There is however good news. Very good news. The good news is that since as long as humanity has been steeped in injustice, God has promised that a perfect King would one day come to bring perfect justice.
As Christians, our response to Jesus’ gracious sacrifice and salvation must be grace-fuelled justice-seeking.
This King is Jesus Christ. He was perfectly just. In all his relationships, he did right. His love for people brought inclusion and restoration.
Even so, that doesn’t solve the problem of pervasive injustice. King Jesus’ plan to bring justice to the world is this: By bearing the suffering, shame and spiritual consequences of injustice through bearing and dying on the Cross on behalf of the whole world, he released those who are found in him from God’s demand for justice. They are then free to pursue justice in the world in response to his grace. In other words, Christians are justified in Christ to be just.
This justice is to be first established through the community of King Jesus’ followers. Because they shall be transformed inside out by his grace.
The just community is then to go out into the world to establish justice and bring others into its fold.
Cosmic justice enables social justice. As Christians, our response to Jesus’ gracious sacrifice and salvation must be grace-fuelled justice-seeking.
WHERE THE CHURCH COMES IN
Look around us. All the brokenness and suffering and oppression is not meant to be. Throughout God’s word to his people, he calls for free and full inclusive participation of every person into a community which dwells with him.
As people of his covenantal community, this is our integral mission: The proclamation and demonstration of the Gospel of King Jesus, the manifestation of the Gospel by good works and good words, that all may be saved into a community of perfect justice and peace with God.
The early Church understood and practised this. When a deathly plague settled on the land in the Roman Empire, the non-Christians threw out their own sick family members to die. The Church not only cared for their own sick members but also the non-Christian people around them. The pagan Emperor Julian was affronted and ashamed by how noble the Church was.
This spirit of justice continued in the Protestant Reformers like John Calvin who established in Geneva, institutions, policies and efforts to care for the poor and sick through hospitals and the creation of employment for poor and refugees.

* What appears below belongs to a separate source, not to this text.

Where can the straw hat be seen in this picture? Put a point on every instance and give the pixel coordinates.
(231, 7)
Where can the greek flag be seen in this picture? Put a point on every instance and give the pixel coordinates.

In Singapore, the early missionaries in the 1800s started with humble efforts of establishing small medical dispensaries for the poor locals, schools for all including girls many of whom were abandoned by their Chinese families, and shelters for the coolies who had been trafficked and exploited. Many local beneficiaries became Christians. They are our grandparents. They are the parents of our church leaders today.
The problem of injustice today is daunting for us. But we take heart in the fact that King Jesus is already there with the victims of injustice, and He calls His servants to join Him.
“Where I am, there my servant will be also” (John 12:26). Are we servants of King Jesus? Will we follow the King of justice who calls us to justice today?